Через систему вентиляции в четвертый отсек начала поступать вода. Молодец, мичман Лещук, открыл переборку, крикнул в центральный пост о поступлении воды, и загерметизировал четвертый и себя в аварийном отсеке. Израсходовав почти 70% воздуха высокого давления (ВВД) в центральном посту спохватились, что делается что-то не то... лодка не реагирует на продувание главного балласта. Прекратили дуть балласт, осмотрелись, оказалось лодка лежит на глубине 45 метров с креном 15 градусов и дифферентом 0,5 градуса на корму. Единственная польза, которая могла бы быть от такого продувания - обозначение своего места. Вырываясь на поверхность, мощные пузыри ВВД показывали местонахождение ПЛ.

Вдруг погас свет, отключились приборы, в том числе пульт управления общекорабельными системами. Включилось аварийное освещение, воцарился полумрак, тишина. По громкоговорящей связи и телефону запросили все отсеки. Доложились все, кроме четвертого, сколько не вызывали, сколько не стучали в переборку — молчание.

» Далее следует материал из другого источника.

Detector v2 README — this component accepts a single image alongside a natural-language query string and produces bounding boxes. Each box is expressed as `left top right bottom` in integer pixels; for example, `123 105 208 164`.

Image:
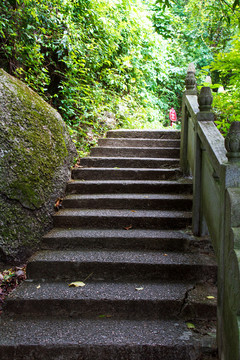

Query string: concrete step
98 138 180 148
107 129 181 139
71 167 181 180
0 317 217 360
80 156 179 168
62 193 192 210
90 147 180 158
5 281 217 320
66 180 193 195
42 228 192 251
26 249 217 282
0 128 218 360
53 208 192 229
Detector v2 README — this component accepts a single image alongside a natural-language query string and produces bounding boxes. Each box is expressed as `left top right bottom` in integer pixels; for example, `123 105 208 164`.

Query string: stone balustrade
180 64 240 360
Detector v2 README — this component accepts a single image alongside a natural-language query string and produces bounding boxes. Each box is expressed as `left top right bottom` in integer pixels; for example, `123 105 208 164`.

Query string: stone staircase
0 130 218 359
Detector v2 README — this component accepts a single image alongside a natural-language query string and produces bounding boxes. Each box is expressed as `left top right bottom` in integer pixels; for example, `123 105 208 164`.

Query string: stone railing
180 64 240 360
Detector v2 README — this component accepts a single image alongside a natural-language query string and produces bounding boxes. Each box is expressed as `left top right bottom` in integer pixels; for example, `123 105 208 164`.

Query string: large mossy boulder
0 69 76 263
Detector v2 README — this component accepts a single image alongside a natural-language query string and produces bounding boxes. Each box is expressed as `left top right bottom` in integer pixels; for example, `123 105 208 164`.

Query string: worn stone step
90 147 180 158
0 317 217 360
5 281 217 320
62 194 192 210
66 180 192 195
71 167 181 181
107 129 181 139
80 156 179 168
98 138 180 148
42 228 192 251
53 208 192 229
26 249 217 282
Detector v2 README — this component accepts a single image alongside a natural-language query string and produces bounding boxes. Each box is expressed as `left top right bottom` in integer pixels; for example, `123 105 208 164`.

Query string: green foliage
1 0 239 145
0 0 177 153
155 0 240 12
210 34 240 135
152 0 240 135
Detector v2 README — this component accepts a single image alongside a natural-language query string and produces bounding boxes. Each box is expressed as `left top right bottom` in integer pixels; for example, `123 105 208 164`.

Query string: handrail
180 64 240 360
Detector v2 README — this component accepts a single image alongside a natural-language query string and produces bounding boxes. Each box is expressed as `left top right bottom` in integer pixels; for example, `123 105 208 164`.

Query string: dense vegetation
152 0 240 135
0 0 239 151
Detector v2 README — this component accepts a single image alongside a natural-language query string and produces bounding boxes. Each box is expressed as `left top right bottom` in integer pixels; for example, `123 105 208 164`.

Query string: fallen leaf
130 210 136 212
164 254 168 256
206 296 215 299
54 198 63 211
186 322 195 329
135 287 144 291
36 285 41 289
124 225 133 230
69 281 86 287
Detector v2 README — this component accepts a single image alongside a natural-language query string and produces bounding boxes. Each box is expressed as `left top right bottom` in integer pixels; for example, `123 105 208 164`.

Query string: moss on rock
0 69 76 262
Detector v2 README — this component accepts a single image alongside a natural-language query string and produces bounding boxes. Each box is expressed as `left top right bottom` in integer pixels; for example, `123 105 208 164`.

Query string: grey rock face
0 69 76 263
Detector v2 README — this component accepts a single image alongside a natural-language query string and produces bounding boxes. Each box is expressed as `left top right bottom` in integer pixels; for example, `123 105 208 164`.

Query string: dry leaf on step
69 281 86 287
124 225 133 230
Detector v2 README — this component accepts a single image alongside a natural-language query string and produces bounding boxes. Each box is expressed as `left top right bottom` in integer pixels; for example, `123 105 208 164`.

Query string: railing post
225 121 240 164
192 86 213 236
218 121 240 360
180 60 240 359
180 63 197 175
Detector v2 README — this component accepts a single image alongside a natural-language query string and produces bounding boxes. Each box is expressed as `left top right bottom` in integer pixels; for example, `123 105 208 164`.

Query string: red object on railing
169 108 177 126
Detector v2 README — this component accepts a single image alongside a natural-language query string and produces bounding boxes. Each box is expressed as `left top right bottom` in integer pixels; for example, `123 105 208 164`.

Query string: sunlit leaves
0 0 195 152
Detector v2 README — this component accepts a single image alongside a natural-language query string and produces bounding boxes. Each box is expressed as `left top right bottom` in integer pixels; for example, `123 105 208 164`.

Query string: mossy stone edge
0 69 77 263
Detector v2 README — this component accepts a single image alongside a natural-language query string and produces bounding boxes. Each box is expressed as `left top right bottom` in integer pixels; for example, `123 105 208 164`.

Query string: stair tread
64 193 192 200
43 228 191 239
83 156 180 161
91 147 180 158
42 228 193 252
53 208 192 218
92 146 179 150
98 138 180 147
72 167 180 171
0 317 215 349
8 280 216 304
68 179 192 185
107 129 181 139
101 137 180 140
108 129 180 133
29 249 216 266
71 167 182 180
80 157 180 168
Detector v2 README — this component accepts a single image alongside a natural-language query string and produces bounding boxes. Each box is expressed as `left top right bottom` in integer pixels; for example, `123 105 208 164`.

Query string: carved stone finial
205 76 212 84
198 87 213 112
185 63 196 91
187 63 196 74
225 121 240 162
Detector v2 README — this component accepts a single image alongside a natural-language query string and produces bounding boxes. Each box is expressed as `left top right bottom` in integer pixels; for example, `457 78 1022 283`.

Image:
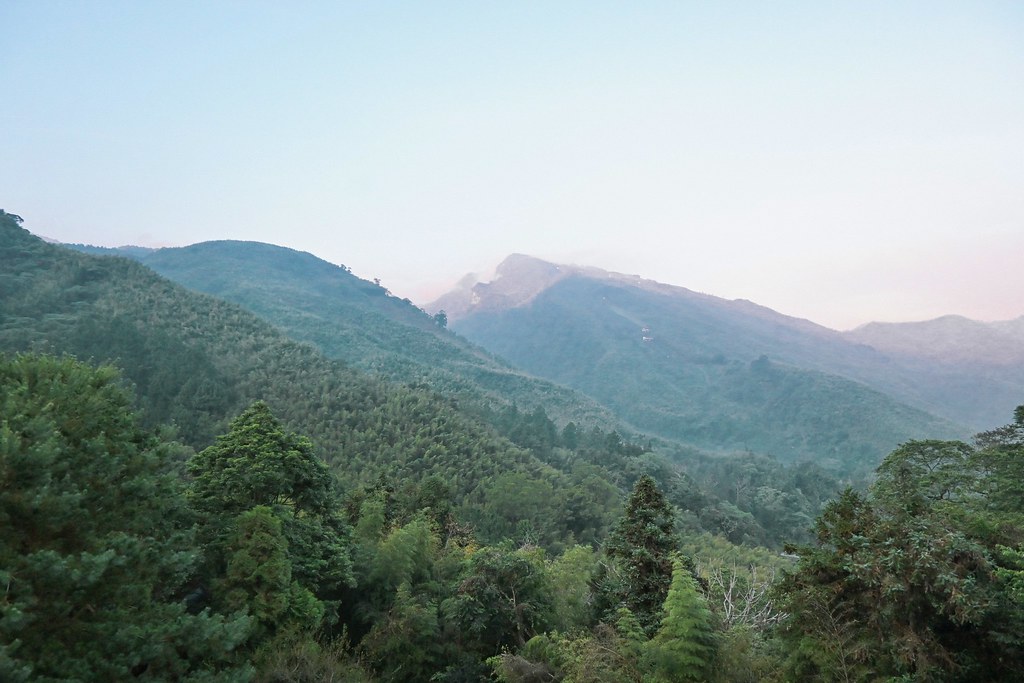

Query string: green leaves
0 354 250 680
645 557 718 682
778 420 1024 681
873 439 976 513
218 506 323 638
188 401 335 516
602 475 677 636
187 401 354 631
442 543 555 654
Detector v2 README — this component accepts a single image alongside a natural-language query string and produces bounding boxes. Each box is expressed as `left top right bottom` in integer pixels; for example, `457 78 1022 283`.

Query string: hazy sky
3 1 1022 330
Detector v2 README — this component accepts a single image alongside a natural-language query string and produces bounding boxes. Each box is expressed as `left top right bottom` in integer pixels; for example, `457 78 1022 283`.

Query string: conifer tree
217 506 324 640
0 354 250 681
644 557 717 682
602 474 677 635
188 401 353 600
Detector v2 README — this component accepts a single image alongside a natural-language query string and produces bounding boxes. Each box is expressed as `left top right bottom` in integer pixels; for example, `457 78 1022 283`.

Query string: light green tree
644 557 717 682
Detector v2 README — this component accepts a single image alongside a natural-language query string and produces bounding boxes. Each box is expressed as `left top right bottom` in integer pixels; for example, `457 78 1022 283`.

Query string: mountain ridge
432 254 1024 431
63 240 624 431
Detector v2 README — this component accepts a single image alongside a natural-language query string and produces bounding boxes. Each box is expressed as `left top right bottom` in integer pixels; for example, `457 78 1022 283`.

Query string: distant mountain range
847 315 1024 365
61 240 1017 476
430 255 1024 432
429 256 990 471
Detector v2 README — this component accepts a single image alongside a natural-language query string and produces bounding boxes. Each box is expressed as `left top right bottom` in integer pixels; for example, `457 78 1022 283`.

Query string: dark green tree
602 475 677 636
187 401 353 612
217 506 324 640
778 431 1024 681
0 354 250 681
442 543 555 654
973 404 1024 527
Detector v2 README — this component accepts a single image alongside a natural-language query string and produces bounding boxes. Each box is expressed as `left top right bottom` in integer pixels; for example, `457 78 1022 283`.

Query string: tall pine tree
602 475 677 636
187 401 354 621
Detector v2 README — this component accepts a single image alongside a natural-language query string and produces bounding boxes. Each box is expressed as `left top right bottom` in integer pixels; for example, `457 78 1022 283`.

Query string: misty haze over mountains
6 209 1021 677
430 254 1024 433
61 237 1024 473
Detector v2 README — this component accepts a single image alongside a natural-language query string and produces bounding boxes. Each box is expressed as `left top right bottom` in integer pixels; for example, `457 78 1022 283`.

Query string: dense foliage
0 354 250 681
776 421 1024 681
6 210 1023 680
5 213 829 548
77 239 618 429
453 275 963 473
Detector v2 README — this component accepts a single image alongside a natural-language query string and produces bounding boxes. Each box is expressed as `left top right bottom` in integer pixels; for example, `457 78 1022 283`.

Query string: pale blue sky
2 1 1022 329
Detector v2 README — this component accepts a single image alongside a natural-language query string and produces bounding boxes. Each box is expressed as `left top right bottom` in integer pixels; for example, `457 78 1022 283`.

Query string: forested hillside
70 239 618 428
5 351 1021 680
62 232 850 544
4 211 842 549
447 268 961 473
440 255 1024 433
5 211 1024 681
2 212 617 548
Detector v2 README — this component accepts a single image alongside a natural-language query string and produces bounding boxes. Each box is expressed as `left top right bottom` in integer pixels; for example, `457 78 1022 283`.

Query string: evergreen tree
188 401 354 602
644 557 717 682
442 542 555 654
359 582 443 683
0 354 250 681
602 475 677 635
778 427 1024 681
217 506 324 640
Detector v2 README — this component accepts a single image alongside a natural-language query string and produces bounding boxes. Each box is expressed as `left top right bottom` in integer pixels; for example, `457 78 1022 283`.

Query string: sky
2 1 1022 330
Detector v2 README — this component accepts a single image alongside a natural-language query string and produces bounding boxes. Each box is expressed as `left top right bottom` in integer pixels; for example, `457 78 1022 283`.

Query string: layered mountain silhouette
65 238 989 473
69 240 620 430
429 255 1024 467
5 214 655 548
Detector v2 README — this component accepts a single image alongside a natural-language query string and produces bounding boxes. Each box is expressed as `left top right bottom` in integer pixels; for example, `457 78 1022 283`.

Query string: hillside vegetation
72 240 618 429
6 211 1023 681
5 348 1021 681
450 271 961 473
4 211 837 551
440 256 1024 432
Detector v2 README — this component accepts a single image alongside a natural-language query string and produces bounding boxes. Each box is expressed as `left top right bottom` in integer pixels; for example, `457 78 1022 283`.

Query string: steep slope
8 212 852 548
436 256 966 472
0 212 629 548
438 258 1024 429
68 240 618 429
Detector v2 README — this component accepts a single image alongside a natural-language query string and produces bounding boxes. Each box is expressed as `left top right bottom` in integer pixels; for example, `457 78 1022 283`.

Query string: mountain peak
428 254 578 320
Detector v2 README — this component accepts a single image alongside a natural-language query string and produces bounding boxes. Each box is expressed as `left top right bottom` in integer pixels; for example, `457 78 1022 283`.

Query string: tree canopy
0 354 250 681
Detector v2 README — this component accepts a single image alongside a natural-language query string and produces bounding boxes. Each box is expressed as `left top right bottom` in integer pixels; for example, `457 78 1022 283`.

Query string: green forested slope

Надо всплывать. В центральном посту весь личный состав на своих боевых местах, начальник штаба дивизии, командир Суворов, командир БЧ—V стали соображать, что делать дальше. Попытки порциями продувать балласт вручную (т.к. пульт вышел из строя) результатов не дали.

Подводная лодка лежала мертвой глыбой, выйдя из подчинения людей. По переборке отсека струились капли конденсата, подтверждая, что за этой стальной перегородкой находится 420 тонн холодной морской воды под давлением четыре с половиной килограмма на квадратный сантиметр, убившей четырнадцать подводников, не покинувших свой боевой пост. Когда, после подъема лодки, командир войдет в отсек, то увидит всех на местах, расписанных по аварийной тревоге, но только мертвыми и поймет, что до последней секунды они оставались верными присяге и Корабельному уставу. Авария выделила им всего три минуты, чтобы успеть доложить на ГКП о поступлении воды в свой отсек через клинкеты вентиляционной системы. Однако закрыть эти роковые клинкеты моряки, увы, не успели.

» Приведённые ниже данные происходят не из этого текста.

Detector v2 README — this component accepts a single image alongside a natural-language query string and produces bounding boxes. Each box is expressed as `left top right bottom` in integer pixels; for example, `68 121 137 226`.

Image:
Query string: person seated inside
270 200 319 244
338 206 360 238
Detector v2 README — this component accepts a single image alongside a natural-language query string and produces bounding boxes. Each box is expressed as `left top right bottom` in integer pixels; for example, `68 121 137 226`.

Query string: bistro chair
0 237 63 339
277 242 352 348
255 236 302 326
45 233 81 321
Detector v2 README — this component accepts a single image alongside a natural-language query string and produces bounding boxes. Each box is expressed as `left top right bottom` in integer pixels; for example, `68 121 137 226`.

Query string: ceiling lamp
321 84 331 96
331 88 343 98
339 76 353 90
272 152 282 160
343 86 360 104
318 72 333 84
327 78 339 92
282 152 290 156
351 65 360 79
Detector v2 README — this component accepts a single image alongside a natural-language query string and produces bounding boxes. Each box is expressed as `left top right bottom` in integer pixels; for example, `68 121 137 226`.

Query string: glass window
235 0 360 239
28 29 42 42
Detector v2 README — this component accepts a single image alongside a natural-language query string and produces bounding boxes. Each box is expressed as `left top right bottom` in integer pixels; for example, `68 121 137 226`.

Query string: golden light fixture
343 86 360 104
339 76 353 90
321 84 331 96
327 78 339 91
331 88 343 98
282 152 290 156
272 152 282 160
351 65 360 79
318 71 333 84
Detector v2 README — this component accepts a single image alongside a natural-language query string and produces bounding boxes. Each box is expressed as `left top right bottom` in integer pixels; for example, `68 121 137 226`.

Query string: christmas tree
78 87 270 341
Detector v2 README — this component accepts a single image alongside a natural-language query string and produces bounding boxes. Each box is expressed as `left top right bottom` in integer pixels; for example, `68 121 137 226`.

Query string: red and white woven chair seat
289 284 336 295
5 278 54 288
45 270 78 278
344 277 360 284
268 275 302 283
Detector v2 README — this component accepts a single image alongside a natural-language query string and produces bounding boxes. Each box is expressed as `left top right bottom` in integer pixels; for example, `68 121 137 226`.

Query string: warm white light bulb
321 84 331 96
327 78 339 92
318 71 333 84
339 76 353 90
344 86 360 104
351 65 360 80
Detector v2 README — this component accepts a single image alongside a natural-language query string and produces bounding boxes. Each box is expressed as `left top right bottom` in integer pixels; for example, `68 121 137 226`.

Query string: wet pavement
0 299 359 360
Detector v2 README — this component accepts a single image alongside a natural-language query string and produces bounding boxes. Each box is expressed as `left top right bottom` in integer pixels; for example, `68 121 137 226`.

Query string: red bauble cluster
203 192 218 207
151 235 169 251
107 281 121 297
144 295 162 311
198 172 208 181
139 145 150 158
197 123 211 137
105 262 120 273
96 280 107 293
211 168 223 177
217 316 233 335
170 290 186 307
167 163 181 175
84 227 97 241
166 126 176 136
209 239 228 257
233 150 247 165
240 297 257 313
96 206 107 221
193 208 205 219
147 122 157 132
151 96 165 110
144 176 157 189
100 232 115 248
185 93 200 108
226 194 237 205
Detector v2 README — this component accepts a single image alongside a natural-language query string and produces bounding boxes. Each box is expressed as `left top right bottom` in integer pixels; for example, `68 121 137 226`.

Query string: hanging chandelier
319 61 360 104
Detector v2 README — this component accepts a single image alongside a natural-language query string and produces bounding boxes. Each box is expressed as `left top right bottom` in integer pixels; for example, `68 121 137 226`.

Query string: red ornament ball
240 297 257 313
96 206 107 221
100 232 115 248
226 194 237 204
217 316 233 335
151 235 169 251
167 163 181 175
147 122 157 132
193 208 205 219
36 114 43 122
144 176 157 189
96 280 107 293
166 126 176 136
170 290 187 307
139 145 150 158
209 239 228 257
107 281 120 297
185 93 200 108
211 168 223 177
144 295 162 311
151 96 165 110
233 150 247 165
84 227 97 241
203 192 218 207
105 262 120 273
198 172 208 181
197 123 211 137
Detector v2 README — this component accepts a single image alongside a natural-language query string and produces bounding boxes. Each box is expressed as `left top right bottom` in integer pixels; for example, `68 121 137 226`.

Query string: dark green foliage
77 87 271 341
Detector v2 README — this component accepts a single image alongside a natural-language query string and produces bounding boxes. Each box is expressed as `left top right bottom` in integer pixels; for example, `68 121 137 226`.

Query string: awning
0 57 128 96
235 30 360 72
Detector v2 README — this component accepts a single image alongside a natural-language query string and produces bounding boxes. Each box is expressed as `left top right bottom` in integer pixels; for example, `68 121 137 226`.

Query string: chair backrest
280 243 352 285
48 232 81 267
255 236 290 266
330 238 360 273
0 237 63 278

От воды, попавшей в трюм центрального поста, взорвалась аккумуляторная батарея, вышло из строя жизненно важное оборудование и системы управления, появились смертельно опасные газы (СО). Командир перевел управление кораблем во второй отсек и приказал всем покинуть центральный. Логично было предположить, что через час лодку начнут искать, так как именно это время нахождения под водой было указано в шифровке при погружении. По здравому смыслу на торпедолове через час должны были встревожиться и объявить тревоги. От попавшего в беду экипажа требовалось прежде всего найти способ оповестить о себе. Для этого предусмотрены штатные аварийные буи с радиопередатчиком, телефоном и светосигналом. Буи эти (АСБ - аварийный спасательный буй) часто терялись в море, срывались волной. За это наказывали, нет не конструкторов - начиная от заведующего буем - боцмана и кончая командиром. Способ надежного крепления буя перед выходом в море был на уровне эпохи пещерного человека. Четыре - шесть матросов выстраивались вокруг буя и по команде помощника: “Раз, два - взяли!” пытались его оторвать от места крепления. Запись, сделанная в документе о подготовке ПЛ к выходу в море, о том, что крепление буя проверено и оно в норме, являлось основанием для представителя АСС флота (АСС -аварийно-спасательная служба) о готовности ПЛ к выходу в море. Чтобы упростить организацию службы и избежать наказания, их намертво приваривали к корпусу. Все знали и закрывали на это глаза. Таких буев на ПЛ два, в носу и корме. Отдаются они изнутри прочного корпуса. Поэтому и на аварийной ПЛ “К-429” аварийные буи не всплыли, отдать их не удалось.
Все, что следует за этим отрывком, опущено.